After meeting her husband, the couple taught in Free Wesleyan Church of Tonga high schools for three decades before they relocated to Aotearoa, with their four children.
“We migrated here with our family to seek further educational opportunities for our children when our eldest finished high school – education has always been a part of us,” Meleane says.
On arrival to their new home, the couple did some relief teaching, and it was not long before Meleane realised the stark differences between New Zealand and Tonga.
“Parents were busy working and there were basic Tongan core values our children needed to learn, especially the Tongan language and culture.
“This is when I started a playgroup in our garage in our home in Mangere.
“I was fortunate to know a few Tongans at the Ministry of Education who helped me with the process, which made it a little easier to licence the playgroup in 1999.”

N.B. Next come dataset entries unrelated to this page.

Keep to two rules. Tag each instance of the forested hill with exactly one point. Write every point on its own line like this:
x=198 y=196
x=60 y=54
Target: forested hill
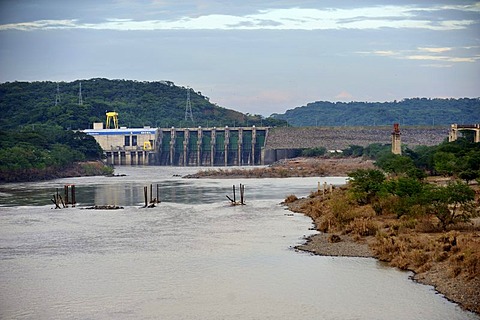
x=416 y=111
x=139 y=104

“I then started to look into taking courses, so I could become a registered teacher here in New Zealand.” Meleane worked tirelessly for over over 10 years in the garage to build the vision of Akoteu Kato Kakala.
With unwavering commitment from the Akoteu Kato Kakala team, the ECE has become the only Tongan centre to have received the highest recommendations from the Education Review Office (ERO) over consecutive years, she adds.
The centre is also constantly evolving due to the pandemic and the uncertainty it brings for in-person learning.
Akoteu Kato Kakala has recently launched a new app and digital resources; a kainga ako book, and a homework centre to celebrate the resilience and wellbeing of kainga ako (families, relatives, friends, community who are connected through ako).
Uike Kātoanga’i ‘o e lea faka-Tonga - Tonga Language Week (September 5-11) is always celebrated by Akoteu Kato Kakala, with art exhibitions and urging the community to proudly take part in language activities.
“Our role has always been to encourage our fanau and kainga ako to be confident in who they are as Tongan people.
“We would like to continue to build the Tongan koloa (treasures) so our children can grow up with abundance of koloa and feel koloa’ia (rich in Tongan values and cultures) that they are Tongans.”
This year, due to COVID-19 restrictions, the fifth of nine Pacific Language Weeks supported by the Ministry for Pacific Peoples (MPP) has been moved online.
Meleane says the centre has a week-long online programme planned, focused on holistic AKO, lotu and mana, Tongan food, talanoa, ta’ovala and Tongan attire, Tongan games and sport, tau’olunga and ‘umu and a celebration of luva kakala, where staff will showcase handicrafts and hand-made kakala made during Tonga Language Week.
“We are excited to experience a different way of celebrating Tonga Language Week this year,” Meleane says.
“COVID-19 should not be a barrier now but an opportunity to experience new avenues of learning we have never experienced before. It can only make us stronger - malie Tonga.”